Fidel Castro has made his first public appearance since falling ill in 2006 and relinquishing the leadership of Cuba, the country's state-controlled media has reported.
Castro, 83, remains the head of Cuba's Communist Party and its talismanic revolutionary leader, despite having handed the reins of government to his 79-year-old brother, Raul. His emergence coincides with the decision of his brother's regime to begin the biggest release of political dissidents in years.
Photographs taken by Fidel Castro's son Alex were released to the government website Cubadebate, after snatched pictures from a cameraphone were posted on blogs run by state-supporting journalists. Looking thin, but healthy, and in smiling and animated poses, Castro was shown talking with directors of the National Centre of Scientific Investigations at a ceremony to celebrate the institution's 45th anniversary last Wednesday.
News of the visit first came out on a pro-government blog, which posted pictures of the former dictator waving to admirers. The blogger, Rosa Baez, wrote that Castro was spotted making a "surprise visit" to the centre on Wednesday and stopped to greet and "throw kisses" to the group that waited for a chance to see him.
"He is thin, but looked good and, according to our director, is very good mentally," wrote Ms Baez, whose work appears on a website called Bloggers and Correspondents of the Revolution.
In the photos, the white-bearded Castro is dressed in a sports jacket, as he has in virtually all photographs published since he went into seclusion. Until now, official pictures have shown him meeting visiting dignitaries in his rooms, rather than making public appearances. Last year, the Venezuelan president Hugo Chavez said that Castro had been going for walks near his Havana home, but no photos were released to confirm that.
Castro fell ill in July 2006, handing power to his brother on a temporary basis and then, in early 2008, relinquishing the presidency for good. He has continued to wield influence by writing opinion columns in state-run media and through his behind-the-scenes power.
After leading a revolution that toppled a US-backed dictator, Castro ruled Cuba for 49 years and, with his many televised speeches and numerous public appearances, dominated Cuban life.
His first public appearance in years comes as Cuba prepares to release 52 political prisoners, all jailed in a crackdown on the opposition in 2003 while Castro was still in power. The deal was brokered last week by Catholic Church leaders and is the largest release of dissidents since 1998.
The released prisoners will be flown into exile in Spain. Over the weekend, families waited excitedly for news.
Irene Viera, the wife of one prisoner, Julio Cesar Galvez, said she and her son, who live in Havana, had been called in for medical examinations yesterday ahead of the trip to Spain. "I'm already saying goodbye to friends," she said.

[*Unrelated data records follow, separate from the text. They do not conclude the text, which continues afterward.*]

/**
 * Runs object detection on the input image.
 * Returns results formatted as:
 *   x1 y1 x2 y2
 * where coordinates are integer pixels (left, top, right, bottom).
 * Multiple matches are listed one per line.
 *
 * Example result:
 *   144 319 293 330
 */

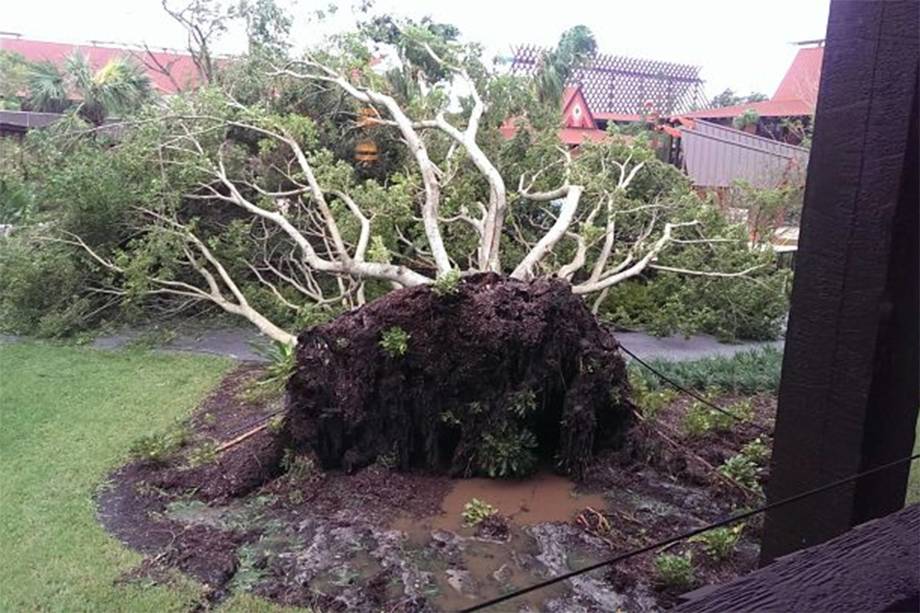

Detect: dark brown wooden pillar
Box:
761 0 920 563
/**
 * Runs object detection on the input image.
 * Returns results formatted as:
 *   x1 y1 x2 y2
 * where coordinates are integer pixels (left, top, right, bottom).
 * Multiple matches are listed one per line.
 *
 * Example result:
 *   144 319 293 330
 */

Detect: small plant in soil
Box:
683 400 737 438
460 498 498 526
281 449 317 481
431 269 460 296
188 441 217 468
476 422 537 479
719 453 760 490
507 390 537 417
266 415 284 434
259 342 297 385
379 326 410 358
690 524 744 562
725 398 754 421
655 551 696 590
741 436 770 466
129 424 191 464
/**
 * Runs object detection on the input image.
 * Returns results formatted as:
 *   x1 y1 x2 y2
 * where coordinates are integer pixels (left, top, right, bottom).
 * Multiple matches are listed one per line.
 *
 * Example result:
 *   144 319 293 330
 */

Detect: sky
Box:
0 0 829 96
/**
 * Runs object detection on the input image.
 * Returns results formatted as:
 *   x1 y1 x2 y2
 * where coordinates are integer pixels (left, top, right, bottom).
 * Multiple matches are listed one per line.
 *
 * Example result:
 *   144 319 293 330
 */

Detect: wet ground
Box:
0 324 783 362
98 367 774 612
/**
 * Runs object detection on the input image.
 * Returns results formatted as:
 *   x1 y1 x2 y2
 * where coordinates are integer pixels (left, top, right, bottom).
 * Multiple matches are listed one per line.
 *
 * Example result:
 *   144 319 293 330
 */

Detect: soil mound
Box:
282 273 632 477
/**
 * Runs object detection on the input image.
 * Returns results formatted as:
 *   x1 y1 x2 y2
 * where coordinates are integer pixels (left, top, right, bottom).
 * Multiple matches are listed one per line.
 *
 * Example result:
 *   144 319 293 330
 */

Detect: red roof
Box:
773 47 824 108
0 37 199 94
562 87 595 129
681 47 824 119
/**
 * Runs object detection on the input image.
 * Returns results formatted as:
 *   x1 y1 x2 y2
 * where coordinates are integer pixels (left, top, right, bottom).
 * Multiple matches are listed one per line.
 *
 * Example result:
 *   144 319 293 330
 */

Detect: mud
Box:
283 273 632 476
98 330 775 612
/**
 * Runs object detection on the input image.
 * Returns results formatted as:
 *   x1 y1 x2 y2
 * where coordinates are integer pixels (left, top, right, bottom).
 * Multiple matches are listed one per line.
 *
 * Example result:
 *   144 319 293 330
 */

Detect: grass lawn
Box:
0 343 306 612
0 343 920 613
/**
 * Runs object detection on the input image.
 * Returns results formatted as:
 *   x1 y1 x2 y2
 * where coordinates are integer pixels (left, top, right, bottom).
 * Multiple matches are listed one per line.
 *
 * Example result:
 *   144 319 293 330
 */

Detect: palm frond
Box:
26 61 70 113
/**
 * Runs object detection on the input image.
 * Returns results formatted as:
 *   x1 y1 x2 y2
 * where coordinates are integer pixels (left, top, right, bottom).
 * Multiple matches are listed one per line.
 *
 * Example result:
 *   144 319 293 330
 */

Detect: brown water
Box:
393 473 606 533
391 473 606 611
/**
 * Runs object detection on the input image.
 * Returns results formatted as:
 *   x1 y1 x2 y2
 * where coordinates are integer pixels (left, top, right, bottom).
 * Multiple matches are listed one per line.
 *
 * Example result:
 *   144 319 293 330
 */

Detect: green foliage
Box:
129 423 191 464
536 25 597 105
629 346 783 394
719 454 760 490
377 326 410 358
460 498 498 526
727 178 805 240
709 89 767 108
476 422 537 479
281 449 319 481
0 234 94 337
431 269 460 296
655 552 696 590
732 109 760 130
188 441 218 468
741 436 771 466
259 341 297 386
27 53 152 126
506 389 537 418
681 394 741 437
690 524 744 562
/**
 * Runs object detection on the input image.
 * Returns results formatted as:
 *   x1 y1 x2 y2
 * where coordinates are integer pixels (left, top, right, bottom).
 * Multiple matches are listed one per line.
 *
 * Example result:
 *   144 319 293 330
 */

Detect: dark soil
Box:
98 284 775 612
285 274 632 476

Families of other prisoners said state security agents had advised them to be ready for departure at any time. Moralinda Paneque, the mother of Jose Luis Garcia Paneque, told the news agency Reuters that she had been informed her son had left a prison near the city of Las Tunas and was being driven the 410 miles to Havana by state security agents.
She said the government's plan was to gather the family in the Cuban capital, where they would take a flight together to Madrid.